STRATEGIC INVESTMENT IN BIST100: A MACHINE LEARNING APPROACH USING SYMBOLIC AGGREGATE APPROXIMATION CLUSTERING


Nalici M. E., Söylemez İ., Ünlü R.

International Journal of Industrial Engineering : Theory Applications and Practice, cilt.32, sa.2, ss.382-395, 2025 (SCI-Expanded) identifier

  • Yayın Türü: Makale / Tam Makale
  • Cilt numarası: 32 Sayı: 2
  • Basım Tarihi: 2025
  • Doi Numarası: 10.23055/ijietap.2025.32.2.10273
  • Dergi Adı: International Journal of Industrial Engineering : Theory Applications and Practice
  • Derginin Tarandığı İndeksler: Science Citation Index Expanded (SCI-EXPANDED), Scopus, Academic Search Premier, Compendex
  • Sayfa Sayıları: ss.382-395
  • Anahtar Kelimeler: BIST100, Financial Access, Machine Learning, Stock Market, Symbolic Aggregate Approximation (SAX)
  • Abdullah Gül Üniversitesi Adresli: Evet

Özet

This study employs the Symbolic Aggregate Approximation (SAX) clustering method to enhance investor decision-making on the Borsa Istanbul (BIST100) by identifying companies exhibiting analogous stock movements.
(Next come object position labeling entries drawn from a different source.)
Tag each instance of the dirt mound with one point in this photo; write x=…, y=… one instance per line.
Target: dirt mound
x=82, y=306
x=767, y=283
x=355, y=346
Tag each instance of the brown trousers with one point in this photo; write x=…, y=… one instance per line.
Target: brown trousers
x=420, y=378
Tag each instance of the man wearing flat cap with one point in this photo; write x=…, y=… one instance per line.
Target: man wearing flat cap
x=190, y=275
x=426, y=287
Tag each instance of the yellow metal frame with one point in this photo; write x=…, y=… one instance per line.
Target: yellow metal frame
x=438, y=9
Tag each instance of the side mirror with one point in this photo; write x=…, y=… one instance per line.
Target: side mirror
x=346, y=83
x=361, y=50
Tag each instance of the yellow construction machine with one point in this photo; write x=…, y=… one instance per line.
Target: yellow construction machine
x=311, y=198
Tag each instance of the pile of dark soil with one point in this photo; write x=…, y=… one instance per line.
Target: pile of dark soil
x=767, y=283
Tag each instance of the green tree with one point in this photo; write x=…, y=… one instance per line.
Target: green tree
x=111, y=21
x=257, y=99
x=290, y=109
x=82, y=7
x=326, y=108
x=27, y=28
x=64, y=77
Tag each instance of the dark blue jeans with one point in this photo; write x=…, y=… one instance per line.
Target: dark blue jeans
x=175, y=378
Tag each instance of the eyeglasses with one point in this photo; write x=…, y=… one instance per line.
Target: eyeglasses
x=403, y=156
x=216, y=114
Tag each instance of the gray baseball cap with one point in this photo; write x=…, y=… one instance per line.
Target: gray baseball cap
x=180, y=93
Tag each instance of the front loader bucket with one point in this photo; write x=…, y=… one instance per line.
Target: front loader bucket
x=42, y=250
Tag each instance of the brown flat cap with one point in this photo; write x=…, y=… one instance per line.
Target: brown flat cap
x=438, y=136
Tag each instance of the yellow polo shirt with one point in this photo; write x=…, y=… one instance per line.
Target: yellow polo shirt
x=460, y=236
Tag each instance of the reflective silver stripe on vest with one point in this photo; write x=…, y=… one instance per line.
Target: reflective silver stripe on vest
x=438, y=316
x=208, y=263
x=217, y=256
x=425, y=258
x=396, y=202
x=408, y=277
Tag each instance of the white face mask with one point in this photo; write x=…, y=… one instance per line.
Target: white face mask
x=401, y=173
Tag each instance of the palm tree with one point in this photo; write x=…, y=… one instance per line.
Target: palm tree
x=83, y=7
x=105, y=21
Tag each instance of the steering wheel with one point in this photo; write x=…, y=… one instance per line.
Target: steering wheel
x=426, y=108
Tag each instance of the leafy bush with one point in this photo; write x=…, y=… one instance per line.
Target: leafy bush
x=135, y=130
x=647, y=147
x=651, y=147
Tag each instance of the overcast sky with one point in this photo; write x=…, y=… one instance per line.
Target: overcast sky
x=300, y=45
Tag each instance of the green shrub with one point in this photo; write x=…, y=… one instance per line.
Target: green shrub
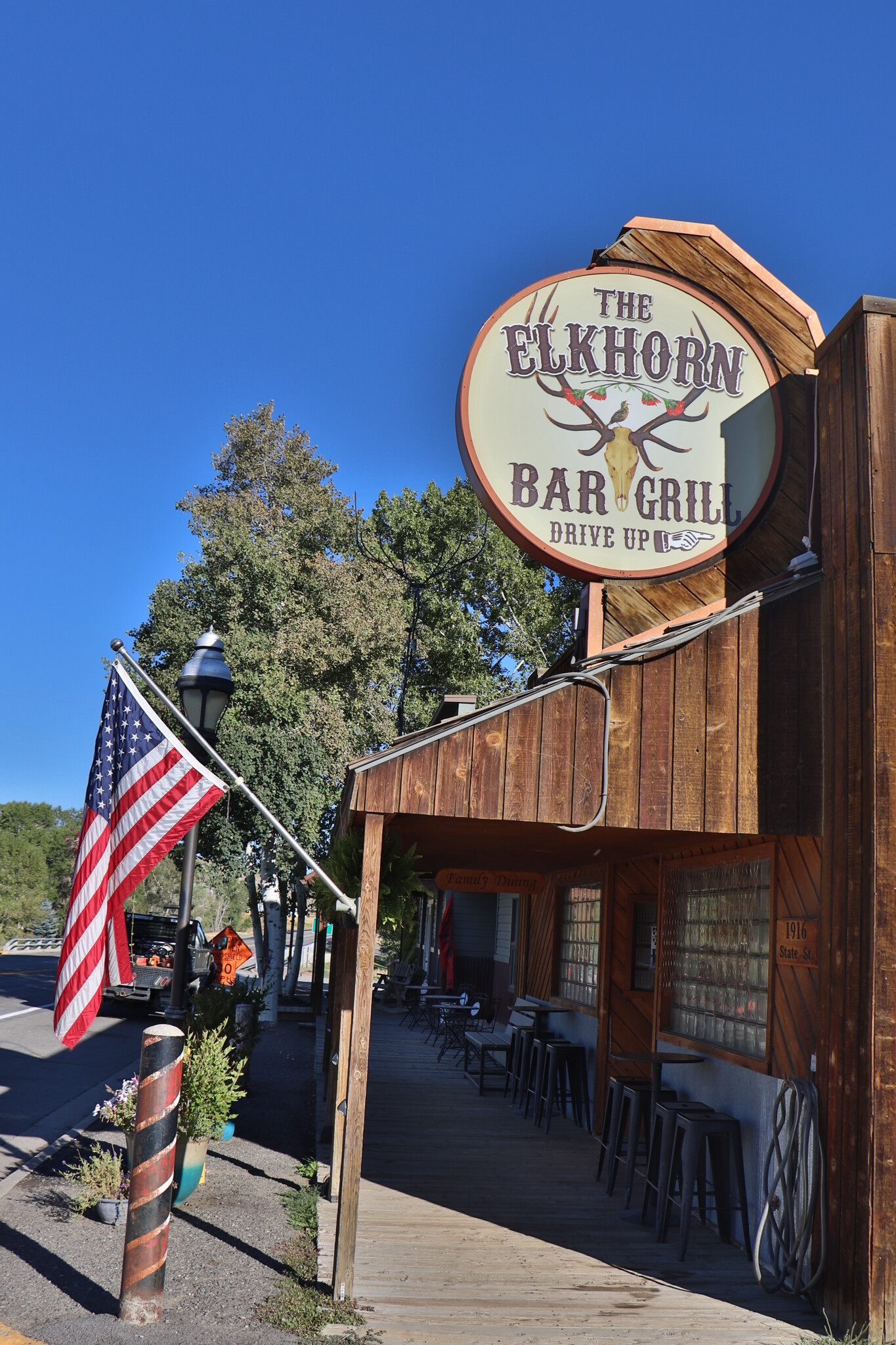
x=217, y=1007
x=96, y=1178
x=209, y=1086
x=301, y=1208
x=308, y=1169
x=301, y=1305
The data from 81 BIST100 companies over a three-year period has been analyzed, with a focus on risk minimization and strategic investment. The SAX method, integrated with a dendrogram, categorizes stocks into sector-based and non-sector-based clusters, providing insights for portfolio optimization. The results demonstrate the effectiveness of the method in identifying relevant stock patterns across sectors, aiding in more informed investment decisions. This approach highlights the need for considering multiple factors in investment strategies, offering a new perspective on stock market analysis with advanced clustering techniques.